Stir Fry Vegetables:
- Heat oil in a wok or stir-fry pan. Add all the vegetables except red onions and stir-fry on high heat for 3 – 5 minutes. Keep them on one side longer to char the veggies.
- Do not to overcook the vegetables. They should be tender yet crunchy.
- At this point add ¼ teaspoon salt and ⅛ teaspoon black pepper. Mix well. Transfer to a plate and keep aside.
Vegetables in Hot Garlic Sauce
- Heat oil in a wok or stir-fry pan ( I use the same pan used to stir fry veggies), add red onion, spring onion white, and sauté for 2 mins.
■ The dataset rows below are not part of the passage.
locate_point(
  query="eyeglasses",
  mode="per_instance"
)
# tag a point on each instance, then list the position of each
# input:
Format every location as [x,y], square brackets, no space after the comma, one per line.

- Stir in ginger, garlic, green chili and sauté until aromatic (few seconds).
- Add all the sauces (soy sauce, chili sauce, vinegar), sugar, salt, and pepper. Sauté for a min.
- Add 1 cup of water and bring it to a boil. (Add more water for more gravy)
- Mix the cornstarch slurry and add to the boiling hot sauce. Keep stirring until the sauce thickens for at least 1-2 mins to make it lump-free.
- Add in the sautéed veggies and simmer for 2-3 mins. Taste and adjust the flavors as you go along, adding more soy sauce, chili sauce, salt, or other seasonings as needed.
- Garnish with spring onion greens. Homemade Vegetables in Hot Garlic Sauce is ready! Serve it warm with rice or noodles.